The statute, it will be seen, does not give to either party a right of appeal and retrial upon the original record. It does something more than make the determination of the Secretary an allowance subject to the approval of this court. It contemplates not a retrial but a new trial, and couples with this new trial the obligation that the party obtaining it shall assume the burden of proof. It leaves such cases in this plight: That the defendants may have a new trial if they will, but upon the condition that they shall affirmatively establish, by evidence, such facts as will lead the court to a different *74conclusion than that of the Secretary of the Interior. Anything less than this would be simply a review of the Secretary’s decision, with authority to hold that it was erroneous. The burden of proof undoubtedly means something more than a review of proof; the party electing to reopen must do something; he must concede that the award of the Secretary is prima facie right, and he must show by proof, and not by argument, that it is wrong.

It is not to be understood, however, that this proof must in all cases be new. It is possible that the record of the case will contain such absolutely clear and convincing proof as to satisfy the requirement of the statute. If, for illustration, the claimant and all his witnesses should have testified that the value of the property destroyed was $500 and the Secretary should have found that it was $1,000, and the defendants should sub-mitithe case upon that proof, they would thereby have assumed the burden of proof. In that suppositional case there would be nothing for two minds to differ upon. It would be clear that the Secretary must have fallen into a mistake, and that his award is overthrown by the only proof in the case. But if three witnesses had testified that the property was worth $500 and a fourth that it was worth $1,000, and the Secretary had believed the fourth and disbelieved the other three, that would have been an exercise of the judicial function which the court is not authorized to review as such, and which would require the introduction of new evidence. The party electing toireopen such a case would thereby concede that there was a prima facie case against him* and that he must assume the burden of presenting stronger and more convincing proof than that which was before the Secretary. In a word, this court can not take up conflicting or differing evidence and draw from it different conclusions than those reached by the Secretary of the Interior.

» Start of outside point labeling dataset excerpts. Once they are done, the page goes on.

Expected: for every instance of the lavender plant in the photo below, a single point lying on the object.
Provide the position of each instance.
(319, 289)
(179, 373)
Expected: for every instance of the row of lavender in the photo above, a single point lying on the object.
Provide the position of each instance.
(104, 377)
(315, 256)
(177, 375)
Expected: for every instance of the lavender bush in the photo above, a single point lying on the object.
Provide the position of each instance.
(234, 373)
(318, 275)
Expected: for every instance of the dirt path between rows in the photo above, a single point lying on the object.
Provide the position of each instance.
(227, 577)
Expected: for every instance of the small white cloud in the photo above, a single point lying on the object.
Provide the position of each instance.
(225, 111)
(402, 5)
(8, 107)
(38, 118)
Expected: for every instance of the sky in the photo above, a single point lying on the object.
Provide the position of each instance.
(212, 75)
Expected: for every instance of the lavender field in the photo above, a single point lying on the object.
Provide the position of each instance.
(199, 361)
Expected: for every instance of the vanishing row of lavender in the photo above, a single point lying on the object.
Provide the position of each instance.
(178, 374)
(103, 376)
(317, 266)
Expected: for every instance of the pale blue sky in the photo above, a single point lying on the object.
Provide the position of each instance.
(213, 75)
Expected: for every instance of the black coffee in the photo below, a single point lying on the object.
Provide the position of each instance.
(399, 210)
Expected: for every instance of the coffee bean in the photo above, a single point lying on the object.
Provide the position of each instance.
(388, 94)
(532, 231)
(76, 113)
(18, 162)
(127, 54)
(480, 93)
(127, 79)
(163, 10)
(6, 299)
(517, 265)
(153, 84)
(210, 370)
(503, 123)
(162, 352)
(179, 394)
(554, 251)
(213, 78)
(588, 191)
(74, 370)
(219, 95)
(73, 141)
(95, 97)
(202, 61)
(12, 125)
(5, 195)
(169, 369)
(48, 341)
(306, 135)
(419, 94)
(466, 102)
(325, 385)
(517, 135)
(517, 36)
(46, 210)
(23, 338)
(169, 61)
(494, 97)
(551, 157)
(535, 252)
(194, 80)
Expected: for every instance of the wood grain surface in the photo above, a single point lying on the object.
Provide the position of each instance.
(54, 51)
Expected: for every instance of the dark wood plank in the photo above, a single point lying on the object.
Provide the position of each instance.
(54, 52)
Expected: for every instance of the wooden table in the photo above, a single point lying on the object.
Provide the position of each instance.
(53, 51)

In this case the decision of the Secretary was that a depredation was committed; that it was committed by Kiowa and Cheyenne Indians, and that the property taken or destroyed by them was of the value of $1,920. This award was made upon very slender evidence. It consisted of two ex parte affidavits and the reexamination of one of the witnesses by an agent of the Department. Between his ex parte affidavit and his deposition so taken some discrepancies exist which the *75defendants insist are material and sufficient to discredit tbe witness, but which the claimant insists are immaterial and reconcilable and leave the credibility of the witness unimpaired. The Commissioner of Indian Affairs agreed with the present view of the Attorney-General, but the Secretary of the Interior, on a review of the case, thought differently, and he entertained substantially the same view as that presented by the claimant’s counsel. The case, therefore, seems to the court one which can not be reviewed here; that the court can not say on the same record that the Commissioner was right and the Secretary of the Interior wrong; that the defendants have the burden upon them of doing something more than arguing the case and inviting the court to revise and change the award of the Secretary.

As to the jurisdictional facts of amity and citizenship, they must appear on the record. While the court can not review a decision of the Secretary of the Interior, it may nevertheless inquire as to its own authority. But here again, if the evidence before him shows facts from which the court must infer its own jurisdiction, a prima facie case is made out, and the burden of proof is upon the defendants to show that the facts found, expressly or impliedly, did not exist; to establish other and different facts by proof which will preclude the exercise of jurisdiction by the court. In this case the Secretary found that the depredating Indians were Cheyennes and Kiowas, and the new evidence produced by the defendants is not, in the opinion of the court, sufficient to overthrow the prima facie case and lead the court to a different conclusion.

The judgment of the court is that the claimant recover $1,920.